Search code examples
pythondjangocron

Django cron runs multiple time, but it shouldn't


I have multiple crons set in Django. In each CronJob I have set ALLOW_PARALLEL_RUNS = False. To run crons I have used linux crontab like follows :

*/1 * * * * /home/social/centralsystem/venv/bin/python3.6 /home/social/centralsystem/manage.py runcrons 

After some times of running (for example after 2 monthes) I see lots of same crons running that make a lot of load on the server. My question is that what causes this happen?

one example of my cron classes is :

class UserTaskingCronJob(CronJobBase):
    ALLOW_PARALLEL_RUNS = False
    RUN_EVERY_MINS = 5

    schedule = Schedule(run_every_mins=RUN_EVERY_MINS)
    code = 'user_tasking'

    def do(self):
        args = {
            'telegram': {
                'need_recrawl_threshold': 60 * 2,
                'count': 100,
            },
            'newsAgency': {
                'need_recrawl_threshold': 10,
                'count': 100,
            },
            'twitter': {
                'need_recrawl_threshold': 60 * 4,
                'count': 500
            },
        }
        for social_network in ['telegram', 'newsAgency', 'twitter']:
            user_queuing(
                SOCIAL_USERS_MODEL[social_network],
                social_network,
                args[social_network]['need_recrawl_threshold'],
                args[social_network]['count'],
            )

Solution

  • You have to be careful with django-cron, if you have lots of different tasks running for different periods of time. runcrons takes all your cron classes sequentially and runs them sequentially. It also only logs a cron (successful or not) to the database when it's done. I think django-cron could be improved by saving the cron log at the start already (and checking if there is already a running task), but that would still not exclude overlaps if multiple jobs are run rather than one long one.

    You are running runcrons every minute, so in these cases you'll run into trouble:

    • If during one of the runs, one of the tasks that needs to be run takes longer than 1 minute to run.
    • If during one of the runs, the total duration of all tasks that need to be run takes longer than 1 minute to run.

    In both cases, some tasks will not be logged in time to the database and while they are running, the next runcrons command will start them again.

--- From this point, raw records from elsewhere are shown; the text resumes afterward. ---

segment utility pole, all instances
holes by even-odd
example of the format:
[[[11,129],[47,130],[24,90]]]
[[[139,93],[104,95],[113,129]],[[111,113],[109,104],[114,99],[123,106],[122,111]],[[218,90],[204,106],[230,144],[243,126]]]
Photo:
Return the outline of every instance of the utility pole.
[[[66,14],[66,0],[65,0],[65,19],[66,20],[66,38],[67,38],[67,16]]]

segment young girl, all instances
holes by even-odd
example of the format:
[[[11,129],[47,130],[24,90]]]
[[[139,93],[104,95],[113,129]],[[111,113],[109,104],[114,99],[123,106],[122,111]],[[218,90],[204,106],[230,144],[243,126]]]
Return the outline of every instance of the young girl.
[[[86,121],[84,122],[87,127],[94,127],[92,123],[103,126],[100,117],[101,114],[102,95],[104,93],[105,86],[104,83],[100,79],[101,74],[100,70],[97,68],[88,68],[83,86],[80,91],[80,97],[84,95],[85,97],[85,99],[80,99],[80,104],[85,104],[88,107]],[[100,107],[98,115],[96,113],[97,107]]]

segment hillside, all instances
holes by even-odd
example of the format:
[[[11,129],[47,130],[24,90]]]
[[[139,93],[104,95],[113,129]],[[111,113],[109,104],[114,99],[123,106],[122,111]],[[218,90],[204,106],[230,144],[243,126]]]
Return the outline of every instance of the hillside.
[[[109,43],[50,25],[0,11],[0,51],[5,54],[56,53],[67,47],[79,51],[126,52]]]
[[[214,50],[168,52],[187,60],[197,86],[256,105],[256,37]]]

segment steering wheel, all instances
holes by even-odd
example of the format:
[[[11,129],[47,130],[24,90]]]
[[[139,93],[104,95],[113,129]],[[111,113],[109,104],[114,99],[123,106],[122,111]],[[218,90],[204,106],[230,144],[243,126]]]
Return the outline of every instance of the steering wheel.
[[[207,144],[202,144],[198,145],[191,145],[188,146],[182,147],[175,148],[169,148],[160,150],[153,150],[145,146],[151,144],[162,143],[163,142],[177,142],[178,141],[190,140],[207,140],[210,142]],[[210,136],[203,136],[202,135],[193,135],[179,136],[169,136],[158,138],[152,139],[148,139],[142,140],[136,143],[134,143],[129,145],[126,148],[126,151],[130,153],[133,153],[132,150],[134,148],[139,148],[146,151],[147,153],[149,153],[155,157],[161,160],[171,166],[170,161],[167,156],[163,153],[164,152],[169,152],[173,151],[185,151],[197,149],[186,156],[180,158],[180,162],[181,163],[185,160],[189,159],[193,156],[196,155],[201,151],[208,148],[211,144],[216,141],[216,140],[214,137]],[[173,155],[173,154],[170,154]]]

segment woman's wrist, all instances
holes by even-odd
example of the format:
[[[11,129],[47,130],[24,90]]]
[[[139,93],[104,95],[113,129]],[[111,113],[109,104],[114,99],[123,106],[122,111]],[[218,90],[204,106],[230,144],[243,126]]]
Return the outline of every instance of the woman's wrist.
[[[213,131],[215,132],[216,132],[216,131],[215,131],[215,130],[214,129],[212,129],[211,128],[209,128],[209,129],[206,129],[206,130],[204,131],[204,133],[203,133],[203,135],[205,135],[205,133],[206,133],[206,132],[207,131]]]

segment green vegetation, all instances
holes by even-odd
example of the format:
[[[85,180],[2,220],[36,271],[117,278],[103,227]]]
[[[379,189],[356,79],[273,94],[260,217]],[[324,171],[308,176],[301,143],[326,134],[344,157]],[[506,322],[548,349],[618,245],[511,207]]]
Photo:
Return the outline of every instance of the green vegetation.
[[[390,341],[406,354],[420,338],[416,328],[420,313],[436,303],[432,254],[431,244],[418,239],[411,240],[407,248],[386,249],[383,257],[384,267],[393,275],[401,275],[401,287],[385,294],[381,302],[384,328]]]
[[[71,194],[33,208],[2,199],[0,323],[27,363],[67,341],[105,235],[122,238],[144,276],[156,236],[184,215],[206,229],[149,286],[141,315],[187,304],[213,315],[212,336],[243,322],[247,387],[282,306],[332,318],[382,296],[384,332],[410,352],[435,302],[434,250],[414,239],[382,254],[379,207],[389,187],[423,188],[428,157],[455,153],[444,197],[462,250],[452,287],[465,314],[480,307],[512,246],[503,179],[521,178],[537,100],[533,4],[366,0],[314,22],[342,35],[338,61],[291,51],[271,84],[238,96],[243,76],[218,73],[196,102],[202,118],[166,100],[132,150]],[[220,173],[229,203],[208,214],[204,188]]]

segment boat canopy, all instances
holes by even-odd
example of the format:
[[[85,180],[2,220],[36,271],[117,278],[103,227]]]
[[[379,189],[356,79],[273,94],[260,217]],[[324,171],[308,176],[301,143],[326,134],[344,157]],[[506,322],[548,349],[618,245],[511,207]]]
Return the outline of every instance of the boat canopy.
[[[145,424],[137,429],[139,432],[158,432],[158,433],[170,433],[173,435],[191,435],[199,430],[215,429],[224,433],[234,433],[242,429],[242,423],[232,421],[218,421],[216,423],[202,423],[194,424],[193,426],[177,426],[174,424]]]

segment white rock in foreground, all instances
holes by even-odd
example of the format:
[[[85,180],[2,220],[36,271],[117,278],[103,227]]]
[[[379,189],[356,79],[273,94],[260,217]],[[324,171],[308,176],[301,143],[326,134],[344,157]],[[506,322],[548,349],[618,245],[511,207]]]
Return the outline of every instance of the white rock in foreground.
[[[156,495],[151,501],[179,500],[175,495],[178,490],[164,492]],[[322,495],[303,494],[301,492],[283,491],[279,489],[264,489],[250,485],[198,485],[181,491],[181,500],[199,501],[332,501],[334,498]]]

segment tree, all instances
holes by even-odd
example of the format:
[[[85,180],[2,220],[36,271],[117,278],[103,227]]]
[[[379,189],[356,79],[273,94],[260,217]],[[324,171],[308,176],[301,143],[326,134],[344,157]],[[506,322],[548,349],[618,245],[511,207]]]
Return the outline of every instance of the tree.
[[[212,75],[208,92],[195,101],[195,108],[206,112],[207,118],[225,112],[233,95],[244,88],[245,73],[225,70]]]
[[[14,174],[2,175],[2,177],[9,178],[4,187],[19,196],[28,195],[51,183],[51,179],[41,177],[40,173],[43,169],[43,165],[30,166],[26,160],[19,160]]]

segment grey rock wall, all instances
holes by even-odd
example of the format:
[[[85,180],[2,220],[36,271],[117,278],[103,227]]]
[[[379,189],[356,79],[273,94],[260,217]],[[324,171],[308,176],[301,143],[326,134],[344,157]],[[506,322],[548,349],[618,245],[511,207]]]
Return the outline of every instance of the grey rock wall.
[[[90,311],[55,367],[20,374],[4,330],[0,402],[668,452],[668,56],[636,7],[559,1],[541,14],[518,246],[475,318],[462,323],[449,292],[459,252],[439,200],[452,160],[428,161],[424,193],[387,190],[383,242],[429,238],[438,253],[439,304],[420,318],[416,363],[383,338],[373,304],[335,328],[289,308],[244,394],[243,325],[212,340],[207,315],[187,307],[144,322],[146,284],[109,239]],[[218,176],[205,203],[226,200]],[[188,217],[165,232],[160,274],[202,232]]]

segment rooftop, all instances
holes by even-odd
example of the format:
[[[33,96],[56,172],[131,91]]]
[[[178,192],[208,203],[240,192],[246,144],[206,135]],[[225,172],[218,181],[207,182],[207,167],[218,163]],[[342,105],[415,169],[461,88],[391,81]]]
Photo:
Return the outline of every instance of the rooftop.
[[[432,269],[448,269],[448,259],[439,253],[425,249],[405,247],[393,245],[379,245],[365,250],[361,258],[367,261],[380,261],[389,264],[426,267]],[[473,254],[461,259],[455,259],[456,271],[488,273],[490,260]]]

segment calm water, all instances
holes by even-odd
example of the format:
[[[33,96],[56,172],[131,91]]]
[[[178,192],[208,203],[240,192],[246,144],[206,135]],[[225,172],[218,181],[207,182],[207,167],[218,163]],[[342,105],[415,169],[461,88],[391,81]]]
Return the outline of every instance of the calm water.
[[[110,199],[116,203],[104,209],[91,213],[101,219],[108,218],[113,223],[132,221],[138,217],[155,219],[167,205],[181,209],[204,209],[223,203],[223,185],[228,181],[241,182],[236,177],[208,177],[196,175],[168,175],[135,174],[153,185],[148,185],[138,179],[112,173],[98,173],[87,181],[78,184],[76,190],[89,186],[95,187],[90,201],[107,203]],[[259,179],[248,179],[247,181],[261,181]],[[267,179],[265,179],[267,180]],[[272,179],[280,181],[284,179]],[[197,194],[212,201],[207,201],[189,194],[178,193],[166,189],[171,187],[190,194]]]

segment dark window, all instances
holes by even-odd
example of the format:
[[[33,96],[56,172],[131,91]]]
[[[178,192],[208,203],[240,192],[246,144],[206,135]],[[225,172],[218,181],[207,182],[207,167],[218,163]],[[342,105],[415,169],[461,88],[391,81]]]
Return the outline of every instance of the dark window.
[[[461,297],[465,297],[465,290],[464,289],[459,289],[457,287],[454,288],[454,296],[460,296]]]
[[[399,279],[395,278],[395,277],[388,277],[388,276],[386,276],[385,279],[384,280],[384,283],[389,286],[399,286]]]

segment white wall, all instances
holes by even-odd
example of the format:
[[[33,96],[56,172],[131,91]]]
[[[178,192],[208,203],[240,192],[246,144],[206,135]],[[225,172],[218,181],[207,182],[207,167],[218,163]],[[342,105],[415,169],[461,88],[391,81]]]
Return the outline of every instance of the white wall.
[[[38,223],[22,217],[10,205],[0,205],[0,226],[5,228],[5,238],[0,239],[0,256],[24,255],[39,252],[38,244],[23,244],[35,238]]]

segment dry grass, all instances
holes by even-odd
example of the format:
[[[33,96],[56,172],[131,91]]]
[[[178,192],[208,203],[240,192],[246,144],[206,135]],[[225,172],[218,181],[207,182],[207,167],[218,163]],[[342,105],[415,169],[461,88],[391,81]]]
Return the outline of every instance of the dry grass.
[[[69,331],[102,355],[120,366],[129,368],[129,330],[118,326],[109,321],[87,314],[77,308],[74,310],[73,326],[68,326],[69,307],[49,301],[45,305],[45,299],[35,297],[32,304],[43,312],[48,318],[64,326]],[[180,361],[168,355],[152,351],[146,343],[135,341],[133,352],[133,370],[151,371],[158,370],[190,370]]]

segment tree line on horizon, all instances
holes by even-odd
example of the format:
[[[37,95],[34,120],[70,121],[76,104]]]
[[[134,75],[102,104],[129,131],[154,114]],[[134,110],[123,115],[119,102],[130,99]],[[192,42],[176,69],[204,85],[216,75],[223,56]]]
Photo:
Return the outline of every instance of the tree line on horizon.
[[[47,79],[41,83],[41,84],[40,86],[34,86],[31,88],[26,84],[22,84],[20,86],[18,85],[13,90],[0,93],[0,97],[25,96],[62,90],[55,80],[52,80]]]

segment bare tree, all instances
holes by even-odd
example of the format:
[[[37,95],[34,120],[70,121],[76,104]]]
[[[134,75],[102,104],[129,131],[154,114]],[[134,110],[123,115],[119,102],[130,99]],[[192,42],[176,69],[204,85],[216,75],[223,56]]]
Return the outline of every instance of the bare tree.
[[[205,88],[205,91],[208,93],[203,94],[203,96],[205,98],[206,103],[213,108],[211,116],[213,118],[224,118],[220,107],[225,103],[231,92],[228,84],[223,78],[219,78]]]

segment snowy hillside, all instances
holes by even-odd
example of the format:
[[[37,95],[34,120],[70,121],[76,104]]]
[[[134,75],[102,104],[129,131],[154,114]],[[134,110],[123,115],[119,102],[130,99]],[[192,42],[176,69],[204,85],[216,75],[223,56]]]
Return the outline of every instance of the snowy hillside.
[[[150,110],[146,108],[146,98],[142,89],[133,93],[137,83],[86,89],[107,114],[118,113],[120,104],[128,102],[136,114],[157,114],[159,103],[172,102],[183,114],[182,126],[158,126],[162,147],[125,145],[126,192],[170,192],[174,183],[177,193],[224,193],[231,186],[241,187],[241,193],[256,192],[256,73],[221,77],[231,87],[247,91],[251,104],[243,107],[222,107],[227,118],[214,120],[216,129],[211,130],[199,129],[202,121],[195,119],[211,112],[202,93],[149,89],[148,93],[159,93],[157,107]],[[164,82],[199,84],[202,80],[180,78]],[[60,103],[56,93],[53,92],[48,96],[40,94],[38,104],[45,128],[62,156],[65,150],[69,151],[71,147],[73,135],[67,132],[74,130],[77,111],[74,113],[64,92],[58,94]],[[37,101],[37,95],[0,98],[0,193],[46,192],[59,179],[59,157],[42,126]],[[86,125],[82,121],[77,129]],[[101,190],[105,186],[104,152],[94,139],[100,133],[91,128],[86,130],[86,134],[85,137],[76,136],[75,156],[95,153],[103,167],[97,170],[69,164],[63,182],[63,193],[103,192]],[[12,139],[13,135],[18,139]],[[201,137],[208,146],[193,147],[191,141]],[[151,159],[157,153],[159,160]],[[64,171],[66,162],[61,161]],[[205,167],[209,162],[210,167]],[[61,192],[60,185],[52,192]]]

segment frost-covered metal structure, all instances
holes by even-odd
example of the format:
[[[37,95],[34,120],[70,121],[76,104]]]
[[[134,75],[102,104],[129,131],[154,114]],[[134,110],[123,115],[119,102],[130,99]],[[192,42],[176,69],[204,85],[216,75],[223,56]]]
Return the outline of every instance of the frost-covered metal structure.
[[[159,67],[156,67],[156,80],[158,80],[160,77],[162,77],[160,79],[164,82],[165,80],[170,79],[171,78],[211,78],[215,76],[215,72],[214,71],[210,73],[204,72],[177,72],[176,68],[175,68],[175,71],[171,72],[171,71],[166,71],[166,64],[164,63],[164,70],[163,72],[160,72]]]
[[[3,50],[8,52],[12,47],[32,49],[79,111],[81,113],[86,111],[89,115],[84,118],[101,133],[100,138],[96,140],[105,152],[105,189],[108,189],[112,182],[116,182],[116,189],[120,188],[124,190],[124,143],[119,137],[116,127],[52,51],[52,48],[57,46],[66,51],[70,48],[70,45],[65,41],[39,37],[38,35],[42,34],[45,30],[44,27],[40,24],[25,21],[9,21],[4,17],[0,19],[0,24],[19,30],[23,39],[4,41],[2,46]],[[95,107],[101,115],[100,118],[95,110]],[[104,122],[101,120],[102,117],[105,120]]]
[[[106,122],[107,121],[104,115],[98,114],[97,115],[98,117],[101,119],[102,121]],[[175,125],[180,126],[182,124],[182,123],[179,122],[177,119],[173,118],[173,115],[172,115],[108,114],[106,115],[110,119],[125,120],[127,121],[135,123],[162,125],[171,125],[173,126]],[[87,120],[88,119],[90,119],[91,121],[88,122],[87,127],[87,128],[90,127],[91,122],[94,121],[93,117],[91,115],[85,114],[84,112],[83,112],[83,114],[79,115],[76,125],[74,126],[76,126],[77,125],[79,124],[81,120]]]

    To avoid this, do the following:

    • Identify tasks that take longer than 1 minute to run and run them with a different schedule that ensures they have finished before the next run.
    • In the crontab, run separate runcrons commands with a list of cron classes each, making sure that the total run of a list lasts less than 1 minute, e.g.
    */1 * * * * ./bin/python3.6 manage.py runcrons "my_app.crons.FirstCron" "my_app.crons.SecondCron"
    */1 * * * * ./bin/python3.6 manage.py runcrons "my_app.crons.ThirdCron"
    */10 * * * * ./bin/python3.6 manage.py runcrons "my_app.crons.LongCron"